A Potpourr of Vestiges Review: Hannibal - The Cannibal
Silence of the Lambs is a quintessence of a profound character study and a rare and vivid demonstration of an actor's subtle brilliance and his improvisation in manifestation of a nebulous entity (Lecter), almost single-handedly immortalizing it and in the process elevating himself to a position of unqualified envy and ubiquitous acclaim. In fact, one is likely to suffer, either from inarticulacy or verbosity while describing Anthony Hopkins portrayal of sadistically sophisticated Dr. Hannibal Lecter. Lecter's trademark, his wide open glacial eyes, devoid of any emotion, not only makes him deviously equanimous, but also egregiously peculiar. The fast, slurping-type sound invented by Hopkins that Lecter does, is as fascinating as it is chilling and Lecter's infamous "Good evening, Clarice", is as enthralling as it is vicious. Anthony Hopkins's performance is the shortest ever and the most memorable to win an Oscar in the leading category.

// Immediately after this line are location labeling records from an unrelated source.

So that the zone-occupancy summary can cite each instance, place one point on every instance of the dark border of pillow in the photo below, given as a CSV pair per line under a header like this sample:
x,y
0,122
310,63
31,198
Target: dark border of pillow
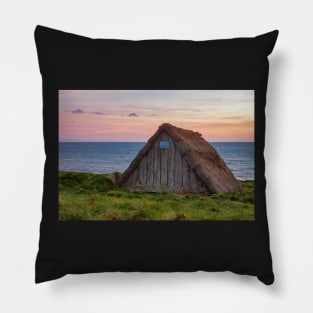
x,y
69,61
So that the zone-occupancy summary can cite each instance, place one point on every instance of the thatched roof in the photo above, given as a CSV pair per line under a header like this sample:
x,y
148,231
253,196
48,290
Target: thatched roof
x,y
203,159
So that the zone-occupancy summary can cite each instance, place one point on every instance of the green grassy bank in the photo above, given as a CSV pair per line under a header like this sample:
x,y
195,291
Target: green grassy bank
x,y
85,196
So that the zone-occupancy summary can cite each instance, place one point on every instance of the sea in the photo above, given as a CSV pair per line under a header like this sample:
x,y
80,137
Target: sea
x,y
108,157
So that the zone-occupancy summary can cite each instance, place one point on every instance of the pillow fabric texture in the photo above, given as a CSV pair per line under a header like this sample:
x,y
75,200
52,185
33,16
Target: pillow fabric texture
x,y
73,62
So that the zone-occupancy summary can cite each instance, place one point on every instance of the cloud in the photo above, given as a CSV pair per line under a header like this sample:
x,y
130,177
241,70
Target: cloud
x,y
133,114
78,111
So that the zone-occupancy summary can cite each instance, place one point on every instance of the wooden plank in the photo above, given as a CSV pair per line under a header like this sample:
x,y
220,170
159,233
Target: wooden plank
x,y
186,174
163,161
194,183
178,168
156,163
149,166
142,171
171,164
135,176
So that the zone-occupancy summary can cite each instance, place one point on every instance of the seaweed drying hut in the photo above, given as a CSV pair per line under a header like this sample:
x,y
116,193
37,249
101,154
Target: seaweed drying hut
x,y
179,160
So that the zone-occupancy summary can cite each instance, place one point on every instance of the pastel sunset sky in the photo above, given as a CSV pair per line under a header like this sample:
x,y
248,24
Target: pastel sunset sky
x,y
134,115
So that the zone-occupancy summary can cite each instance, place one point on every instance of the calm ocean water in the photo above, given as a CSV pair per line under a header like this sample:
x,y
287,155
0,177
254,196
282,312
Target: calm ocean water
x,y
108,157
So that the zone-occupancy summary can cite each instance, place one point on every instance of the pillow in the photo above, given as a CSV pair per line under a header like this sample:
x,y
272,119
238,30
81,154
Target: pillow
x,y
154,155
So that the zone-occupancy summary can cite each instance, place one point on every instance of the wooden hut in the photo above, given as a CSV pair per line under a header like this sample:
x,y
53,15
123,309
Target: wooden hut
x,y
180,161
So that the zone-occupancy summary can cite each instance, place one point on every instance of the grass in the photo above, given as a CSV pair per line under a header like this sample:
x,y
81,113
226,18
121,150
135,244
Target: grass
x,y
94,197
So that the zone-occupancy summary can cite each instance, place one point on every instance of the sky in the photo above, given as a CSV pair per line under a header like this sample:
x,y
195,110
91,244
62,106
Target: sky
x,y
135,115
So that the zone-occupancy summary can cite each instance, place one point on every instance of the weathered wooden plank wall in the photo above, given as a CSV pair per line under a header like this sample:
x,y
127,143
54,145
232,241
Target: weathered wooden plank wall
x,y
165,169
163,161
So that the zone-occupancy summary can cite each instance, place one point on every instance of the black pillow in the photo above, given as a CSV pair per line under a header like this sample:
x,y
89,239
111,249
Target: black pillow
x,y
179,198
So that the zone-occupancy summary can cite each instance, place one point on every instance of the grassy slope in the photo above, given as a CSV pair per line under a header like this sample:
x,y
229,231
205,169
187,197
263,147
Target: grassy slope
x,y
85,196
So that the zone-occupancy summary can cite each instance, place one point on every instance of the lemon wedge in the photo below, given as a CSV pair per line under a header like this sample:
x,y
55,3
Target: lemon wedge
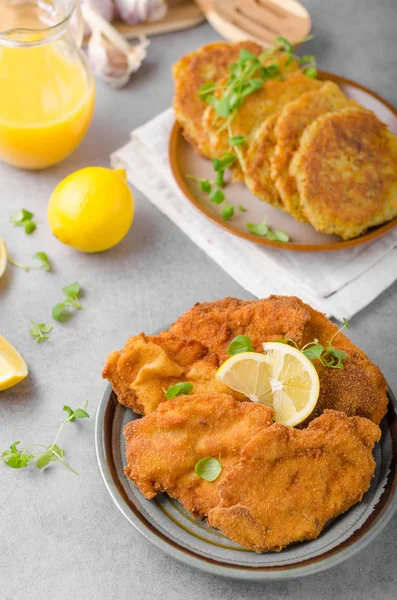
x,y
282,378
3,256
13,368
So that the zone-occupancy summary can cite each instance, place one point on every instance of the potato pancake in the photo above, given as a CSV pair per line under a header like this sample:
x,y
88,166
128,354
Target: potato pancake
x,y
209,63
255,121
294,117
346,172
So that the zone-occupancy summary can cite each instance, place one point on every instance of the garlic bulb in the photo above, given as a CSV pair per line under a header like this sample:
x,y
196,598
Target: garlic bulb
x,y
111,56
134,12
105,8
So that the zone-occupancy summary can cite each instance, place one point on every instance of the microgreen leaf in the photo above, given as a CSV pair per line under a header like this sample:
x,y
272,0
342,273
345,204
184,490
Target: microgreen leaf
x,y
246,55
227,212
30,226
219,178
24,218
14,458
216,196
17,459
57,312
205,185
39,331
223,107
314,352
241,343
207,89
258,228
183,387
68,410
44,261
311,72
72,293
226,161
208,468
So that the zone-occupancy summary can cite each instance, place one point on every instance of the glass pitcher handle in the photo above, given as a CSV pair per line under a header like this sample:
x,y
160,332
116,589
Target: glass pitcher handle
x,y
79,31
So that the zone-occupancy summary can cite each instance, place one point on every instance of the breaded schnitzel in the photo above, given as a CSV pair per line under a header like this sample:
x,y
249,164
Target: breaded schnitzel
x,y
358,389
294,117
209,63
346,172
147,366
290,482
164,447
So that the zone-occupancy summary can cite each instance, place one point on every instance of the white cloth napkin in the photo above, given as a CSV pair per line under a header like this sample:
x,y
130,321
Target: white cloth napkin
x,y
338,283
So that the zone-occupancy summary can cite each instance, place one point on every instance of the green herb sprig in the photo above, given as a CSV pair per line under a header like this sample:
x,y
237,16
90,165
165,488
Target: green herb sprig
x,y
45,264
18,459
40,331
24,218
181,388
208,468
247,75
72,300
241,343
328,355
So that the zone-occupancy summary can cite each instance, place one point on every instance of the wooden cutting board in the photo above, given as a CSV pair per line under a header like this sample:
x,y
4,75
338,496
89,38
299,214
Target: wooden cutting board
x,y
181,14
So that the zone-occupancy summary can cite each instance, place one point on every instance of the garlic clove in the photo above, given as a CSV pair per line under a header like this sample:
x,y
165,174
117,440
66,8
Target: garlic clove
x,y
134,12
111,56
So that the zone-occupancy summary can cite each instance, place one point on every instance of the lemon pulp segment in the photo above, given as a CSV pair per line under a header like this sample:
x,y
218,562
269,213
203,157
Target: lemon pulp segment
x,y
282,378
13,367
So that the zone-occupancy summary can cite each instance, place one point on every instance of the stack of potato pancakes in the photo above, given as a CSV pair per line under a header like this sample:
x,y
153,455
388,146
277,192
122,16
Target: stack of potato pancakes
x,y
308,149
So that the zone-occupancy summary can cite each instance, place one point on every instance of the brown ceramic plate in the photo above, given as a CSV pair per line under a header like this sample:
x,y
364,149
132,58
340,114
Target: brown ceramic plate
x,y
165,523
303,237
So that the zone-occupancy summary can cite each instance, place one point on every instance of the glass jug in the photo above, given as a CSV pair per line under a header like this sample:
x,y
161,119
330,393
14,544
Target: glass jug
x,y
47,90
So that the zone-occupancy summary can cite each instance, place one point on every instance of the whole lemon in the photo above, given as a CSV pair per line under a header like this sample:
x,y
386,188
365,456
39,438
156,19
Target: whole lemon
x,y
91,209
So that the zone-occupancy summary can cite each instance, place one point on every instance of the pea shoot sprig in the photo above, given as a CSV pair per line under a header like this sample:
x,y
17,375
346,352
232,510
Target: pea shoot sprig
x,y
44,264
40,331
328,355
17,458
72,300
24,218
247,75
213,188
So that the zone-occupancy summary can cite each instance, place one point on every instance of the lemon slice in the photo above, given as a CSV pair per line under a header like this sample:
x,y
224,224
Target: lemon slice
x,y
3,256
282,378
13,368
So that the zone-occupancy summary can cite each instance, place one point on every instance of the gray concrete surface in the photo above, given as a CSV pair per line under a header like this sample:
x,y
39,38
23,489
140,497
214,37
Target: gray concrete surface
x,y
61,538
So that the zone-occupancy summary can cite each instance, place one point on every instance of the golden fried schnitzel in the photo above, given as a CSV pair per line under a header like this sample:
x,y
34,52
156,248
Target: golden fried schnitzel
x,y
358,389
148,365
290,482
346,172
294,117
209,63
164,447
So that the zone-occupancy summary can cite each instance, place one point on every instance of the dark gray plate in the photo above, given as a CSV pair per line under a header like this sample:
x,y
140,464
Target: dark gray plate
x,y
164,522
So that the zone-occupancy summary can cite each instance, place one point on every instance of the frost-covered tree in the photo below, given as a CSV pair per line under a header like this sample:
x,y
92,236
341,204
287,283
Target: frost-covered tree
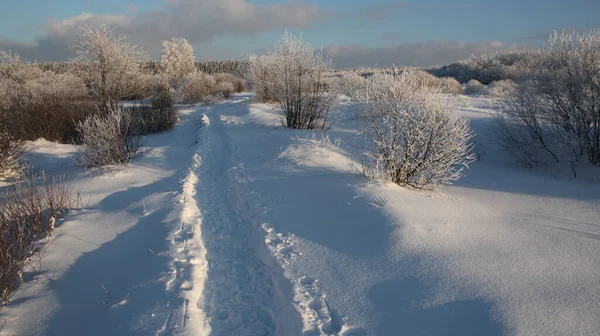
x,y
293,74
415,137
108,64
554,115
13,68
178,58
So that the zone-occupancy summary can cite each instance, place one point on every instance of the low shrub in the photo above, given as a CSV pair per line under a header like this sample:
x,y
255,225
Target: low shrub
x,y
46,107
10,152
196,87
162,98
502,88
147,120
415,137
107,139
28,213
349,83
238,84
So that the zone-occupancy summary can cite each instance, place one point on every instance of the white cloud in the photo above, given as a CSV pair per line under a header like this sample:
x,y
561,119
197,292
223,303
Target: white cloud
x,y
197,20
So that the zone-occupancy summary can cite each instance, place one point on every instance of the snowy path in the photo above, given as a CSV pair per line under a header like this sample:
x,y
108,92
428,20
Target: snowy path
x,y
232,225
244,293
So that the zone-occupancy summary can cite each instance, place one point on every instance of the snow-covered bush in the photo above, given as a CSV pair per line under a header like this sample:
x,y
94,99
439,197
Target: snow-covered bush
x,y
349,83
178,58
502,88
473,87
150,119
293,73
44,107
490,67
415,137
261,77
197,87
201,87
108,65
450,85
14,68
238,84
107,139
10,152
555,114
162,98
28,212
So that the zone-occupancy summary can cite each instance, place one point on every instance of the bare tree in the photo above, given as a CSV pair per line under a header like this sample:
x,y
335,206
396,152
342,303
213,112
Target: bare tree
x,y
554,115
178,58
109,65
293,75
415,137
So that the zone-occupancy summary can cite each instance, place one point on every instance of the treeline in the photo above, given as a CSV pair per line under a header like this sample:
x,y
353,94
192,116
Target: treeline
x,y
211,67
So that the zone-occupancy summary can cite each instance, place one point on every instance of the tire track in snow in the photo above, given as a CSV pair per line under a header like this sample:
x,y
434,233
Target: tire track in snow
x,y
241,292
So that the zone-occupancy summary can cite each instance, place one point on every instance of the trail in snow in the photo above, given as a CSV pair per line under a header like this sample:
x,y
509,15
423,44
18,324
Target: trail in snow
x,y
244,294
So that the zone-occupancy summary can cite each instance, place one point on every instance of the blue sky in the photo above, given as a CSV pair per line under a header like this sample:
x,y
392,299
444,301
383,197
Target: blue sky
x,y
354,31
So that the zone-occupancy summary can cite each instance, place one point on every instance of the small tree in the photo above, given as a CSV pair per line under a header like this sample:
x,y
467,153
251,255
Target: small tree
x,y
293,75
554,115
178,58
414,135
109,65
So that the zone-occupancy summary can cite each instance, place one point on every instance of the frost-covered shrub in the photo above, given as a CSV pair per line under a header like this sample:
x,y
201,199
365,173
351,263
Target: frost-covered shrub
x,y
46,107
225,89
197,87
178,58
162,98
14,68
473,87
502,88
554,115
349,83
261,78
490,67
107,139
450,85
109,66
150,119
29,210
238,84
201,87
10,152
415,137
293,73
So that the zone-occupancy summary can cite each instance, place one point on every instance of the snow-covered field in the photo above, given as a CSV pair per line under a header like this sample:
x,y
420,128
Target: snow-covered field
x,y
233,225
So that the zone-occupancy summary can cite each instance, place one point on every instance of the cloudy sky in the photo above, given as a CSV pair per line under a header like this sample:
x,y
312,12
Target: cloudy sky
x,y
354,33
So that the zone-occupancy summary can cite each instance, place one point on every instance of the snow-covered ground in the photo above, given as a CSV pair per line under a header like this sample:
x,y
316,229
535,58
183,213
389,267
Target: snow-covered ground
x,y
233,225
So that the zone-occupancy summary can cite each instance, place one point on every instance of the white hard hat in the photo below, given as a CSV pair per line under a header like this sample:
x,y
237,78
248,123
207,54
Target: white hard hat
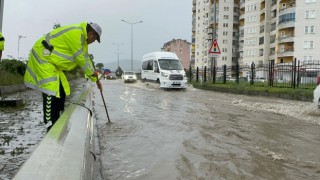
x,y
97,29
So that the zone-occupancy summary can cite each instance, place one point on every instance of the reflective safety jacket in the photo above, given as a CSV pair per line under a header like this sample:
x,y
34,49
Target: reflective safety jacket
x,y
60,50
1,42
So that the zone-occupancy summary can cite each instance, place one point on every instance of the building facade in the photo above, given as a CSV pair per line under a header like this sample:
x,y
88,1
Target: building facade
x,y
181,48
258,31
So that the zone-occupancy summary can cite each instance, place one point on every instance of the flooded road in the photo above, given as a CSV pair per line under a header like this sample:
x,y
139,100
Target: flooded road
x,y
196,134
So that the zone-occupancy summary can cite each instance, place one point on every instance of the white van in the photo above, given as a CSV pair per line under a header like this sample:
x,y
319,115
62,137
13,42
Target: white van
x,y
164,68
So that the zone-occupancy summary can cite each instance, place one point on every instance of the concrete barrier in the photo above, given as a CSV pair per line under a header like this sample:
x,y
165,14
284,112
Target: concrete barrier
x,y
12,89
67,150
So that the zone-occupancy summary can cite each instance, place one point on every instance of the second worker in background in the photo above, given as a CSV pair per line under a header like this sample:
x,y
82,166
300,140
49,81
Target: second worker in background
x,y
62,49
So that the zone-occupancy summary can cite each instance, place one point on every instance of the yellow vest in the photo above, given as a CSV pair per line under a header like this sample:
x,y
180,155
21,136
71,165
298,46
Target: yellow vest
x,y
70,49
1,42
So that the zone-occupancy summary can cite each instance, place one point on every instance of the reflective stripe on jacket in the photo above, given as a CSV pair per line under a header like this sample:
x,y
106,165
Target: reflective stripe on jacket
x,y
1,42
70,49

Hopkins as Lecter, is incontrovertibly and incredibly at the top of his game and it is his brilliance that gets the best out of the other actors, especially Jodie Foster. In fact, it won't be a hyperbole, that Anthony Hopkins's portrayal of cannibalistic Hannibal Lecter in Silence of the Lambs and more so in its sequel, Hannibal (which is my favorite of the series, as the story completely revolves around Lecter, giving him more exposure), is one of the best, the world of cinema has ever seen or offered. In spite of having some of the most gruesomely disturbing and viciously graphic sequences, Silence of the Lambs, is one of the most decorated and enthralling movies of all time. A must watch for avid fans and eclectic viewers.